The Palmer Method began to fall out of popularity in the 1950s and was eventually supplanted by the Zaner-Bloser method, which sought to teach children manuscript before teaching them cursive, in order to provide them with a means of written expression as soon as possible, and thus develop writing skills.[6] The D'Nealian method, introduced in 1978, sought to address problems raised by the Zaner-Bloser method, returning to a more cursive style. The Palmer company stopped publishing in the 1980s.

1 comments

Zaner-Bloser, to my knowledge, is not so far off from Palmer except in its prescribed teaching style, as carried out over multiple years in a child's schooling. The final product, that is, looks quite similar, and the techniques are not so far off from one another.

D'Nealian was one of the final blows to nibbed pens in the U.S., even wiping them out of most Catholic schools: it was ballpoint from then on, almost without question. With longhand in the workplace largely supplanted by typewriters (and soon by personal computers), the public at large moved toward writing implements that were "easier to pick up." After all, few people have need for an instrument whose finickiness is made up for only by ease of use in long sittings. Ballpoints are among the easiest writing tools to care for; you basically keep them out of the wash. No ink refilling, no cleaning out converters between colors and brands of ink, no ink drying out after two weeks in the drawer, no worry of the dreaded "baby bottom nib" of new fountain pens. Buy a Bic, get on with life. There's much to recommend them. If your writing is purely utilitarian and miscellaneous—lists, thank-you notes, reminders, memos, etc.—you probably don't want to bother with anything more complicated.

As it was taught to me, D'Nealian seemed to be designed for easy entry, plain and simple. Many other methods tend to concentrate on technique early, quite apart from letter formation. In D'Nealian, students are taught the proper manner in which to hold a pen, but little else. And ballpoint pens don't really allow for the old "proper" grips that are still often taught, as other commenters have touched on.
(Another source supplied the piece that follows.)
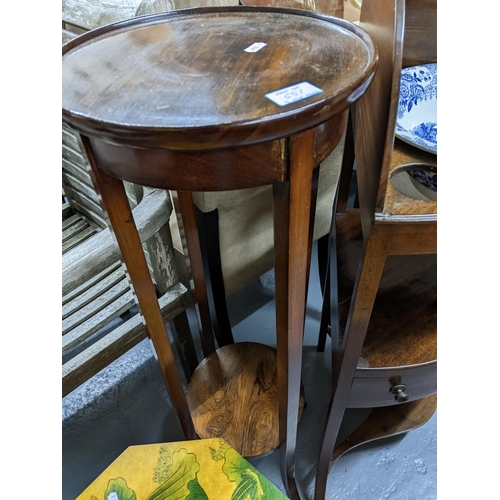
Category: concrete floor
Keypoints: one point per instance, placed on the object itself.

You have to exert force downward onto the page to get a ballpoint to write, while the old, loose tripod grip that is still recommended was designed for nibs that only needed to glance the page. So D'Nealian is associated in the minds of many students with cramping exertion, and forcing the pen into practice.

Anyway, as soon as you can hold a pen, you start tracing and copying letters. You basically "draw" them; the letter is taught, not the movement. That's about all I can remember.

I'm not in education, so my recommendation of one over another shouldn't be sought. But I would easily believe that there were great things to say about a system that gets children writing as soon as possible. This is particularly true if the manner in which we make our letters by hand will have no bearing on our future prospects. Which, of course, it almost certainly won't.

Personally, I think D'Nealian looks childish. And if you aren't writing with a flowing technique, I see little point for joining all letters in a word. Not that cursive has always been written with streamlined, flowing, efficient, "full-arm" movement, as in the Palmer method and some of its relations. But from my point of view, why waste the extra ink or graphite needed to join letters just to encourage cramp?

I don't think D'Nealian killed cursive; Palmer or similar methodologies, which are hellish to learn if you go by the book, would likely have done even worse. More or less everything that we deal with today is in manuscript, unless your apartment complex happens to have cursive lettering on its awning or something, in the hopes of looking nice. Or maybe if you're digging through old relatives' things. So it's natural for children not to care about it, and even resent the drills needed to learn it.

I think the argument that ballpoints killed cursive is naturally overstated. If ballpoints hadn't become popular around the same time that typewriters did, there may well still be need of different writing implements and quick cursive in the workplace. But certainly ballpoints do make cursive much more difficult.